Telegram Privacy Policy: https://telegram.org/privacy
Telegram Terms of Service: https://telegram.org/tos

= GitHub / GitLab (optional — GitHub Sync feature) =

**Service:** GitHub, Inc. / GitLab Inc.
**Endpoint:** https://raw.githubusercontent.com (raw file content retrieval), https://api.github.com, https://gitlab.com
**What it is:** Used by the GitHub Sync feature to fetch file content from a connected repository and display it in code blocks.
**Data sent:** Repository owner, name, branch, and file path as URL parameters, along with your configured personal access token.
**When data is sent:** Only when a GitHub/GitLab-linked code block is rendered and a repository connection is configured.
**Configuration required:** Disabled by default. Requires a personal access token to access private repositories.

GitHub Privacy Policy: https://docs.github.com/en/site-policy/privacy-policies/github-general-privacy-statement
GitLab Privacy Policy: https://about.gitlab.com/privacy/

= DB-IP GeoIP Database (optional — Visitor Map / Geo feature) =

**Service:** DB-IP.com
**Website:** https://db-ip.com
**Endpoint:** https://download.db-ip.com/free/dbip-city-lite-{year}-{month}.mmdb.gz
**What it is:** A free monthly GeoIP database used to resolve visitor IP addresses to approximate city/country for the Visitor Map dashboard.
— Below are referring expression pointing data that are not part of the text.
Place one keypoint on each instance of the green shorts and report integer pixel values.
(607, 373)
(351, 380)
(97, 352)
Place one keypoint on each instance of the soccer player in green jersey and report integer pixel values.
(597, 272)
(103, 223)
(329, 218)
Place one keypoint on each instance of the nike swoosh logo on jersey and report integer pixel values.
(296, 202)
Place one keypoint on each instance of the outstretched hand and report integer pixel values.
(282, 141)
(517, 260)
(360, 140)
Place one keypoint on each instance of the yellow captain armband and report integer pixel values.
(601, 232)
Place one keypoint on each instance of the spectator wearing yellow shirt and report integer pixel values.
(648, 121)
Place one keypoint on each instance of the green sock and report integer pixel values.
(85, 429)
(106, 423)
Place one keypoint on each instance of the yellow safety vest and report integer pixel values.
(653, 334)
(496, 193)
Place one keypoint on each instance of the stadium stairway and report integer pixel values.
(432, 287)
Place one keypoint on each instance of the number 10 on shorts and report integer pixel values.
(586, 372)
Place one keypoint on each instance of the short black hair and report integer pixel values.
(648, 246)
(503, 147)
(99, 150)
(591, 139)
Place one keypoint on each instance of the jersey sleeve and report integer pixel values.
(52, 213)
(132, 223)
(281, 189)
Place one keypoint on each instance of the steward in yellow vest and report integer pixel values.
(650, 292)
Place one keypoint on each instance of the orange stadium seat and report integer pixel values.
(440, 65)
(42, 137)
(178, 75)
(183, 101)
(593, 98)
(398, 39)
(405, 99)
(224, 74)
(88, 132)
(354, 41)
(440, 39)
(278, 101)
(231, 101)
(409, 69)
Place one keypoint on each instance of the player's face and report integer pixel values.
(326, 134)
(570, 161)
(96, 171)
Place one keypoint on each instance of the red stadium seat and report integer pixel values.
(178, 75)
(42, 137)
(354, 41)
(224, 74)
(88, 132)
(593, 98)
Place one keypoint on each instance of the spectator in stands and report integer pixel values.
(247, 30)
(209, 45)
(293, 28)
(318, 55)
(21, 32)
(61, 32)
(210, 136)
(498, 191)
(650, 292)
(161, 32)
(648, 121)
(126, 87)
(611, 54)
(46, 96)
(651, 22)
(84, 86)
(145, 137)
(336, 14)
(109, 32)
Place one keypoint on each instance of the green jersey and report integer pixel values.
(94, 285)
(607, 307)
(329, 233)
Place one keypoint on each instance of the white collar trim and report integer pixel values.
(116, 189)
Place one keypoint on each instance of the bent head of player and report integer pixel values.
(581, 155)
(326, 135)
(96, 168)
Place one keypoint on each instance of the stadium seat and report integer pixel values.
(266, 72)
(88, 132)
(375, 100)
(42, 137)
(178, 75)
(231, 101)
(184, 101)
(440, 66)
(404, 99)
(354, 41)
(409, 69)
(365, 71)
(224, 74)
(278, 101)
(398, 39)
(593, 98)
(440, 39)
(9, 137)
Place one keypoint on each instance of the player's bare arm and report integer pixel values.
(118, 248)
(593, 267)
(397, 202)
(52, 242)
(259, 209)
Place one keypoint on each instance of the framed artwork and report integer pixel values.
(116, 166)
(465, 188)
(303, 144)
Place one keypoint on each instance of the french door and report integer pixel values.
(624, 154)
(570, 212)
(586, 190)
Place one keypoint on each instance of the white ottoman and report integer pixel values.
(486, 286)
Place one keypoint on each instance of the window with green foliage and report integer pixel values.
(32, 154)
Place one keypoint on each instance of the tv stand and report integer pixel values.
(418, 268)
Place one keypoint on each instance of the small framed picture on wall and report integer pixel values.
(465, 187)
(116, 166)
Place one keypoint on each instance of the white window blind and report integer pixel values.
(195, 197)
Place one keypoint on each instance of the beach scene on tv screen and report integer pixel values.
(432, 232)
The database file is downloaded once per month and stored locally inside wp-content/uploads/csdt-geo/; no IP addresses or visitor data are ever sent to DB-IP.
**Data sent:** No visitor data is sent. Only a standard HTTP GET request is made to download the database file.
**When data is sent:** Only when an admin manually triggers "Download / Update GeoIP Database" on the Visitor Map settings panel, or when the monthly background refresh runs (scheduled only if the Visitor Map feature is enabled).
**Configuration required:** Disabled by default. The Visitor Map feature must be enabled in settings before any download occurs.

DB-IP Privacy Policy: https://db-ip.com/privacy.html
DB-IP Terms of Use: https://db-ip.com/db/lite.php#faq6

== Credits ==

The following open-source libraries are bundled in minified form. Unminified source is available at the linked repositories (Guideline 4 compliance).

* **highlight.js** — syntax highlighting engine. License: BSD 3-Clause. Source: https://github.com/highlightjs/highlight.js
* **QRCode.js** — QR code generator. License: MIT. Source: https://github.com/davidshimjs/qrcodejs
* **Leaflet** — interactive maps. License: BSD 2-Clause. Source: https://github.com/Leaflet/Leaflet
* **MaxMind DB Reader** (PHP) — GeoIP2 database reader. License: Apache 2.0. Source: https://github.com/maxmind/MaxMind-DB-Reader-php

All licences are GPL-compatible.

== Upgrade Notice ==

= 1.9.107 =
New Home dashboard tab with security summary cards. Deep scan now checks CSP/HSTS quality, DMARC/SPF policy strength, auto-updates, display_errors, inactive plugins, and server header version leaks. MX gate prevents false positives on non-email domains.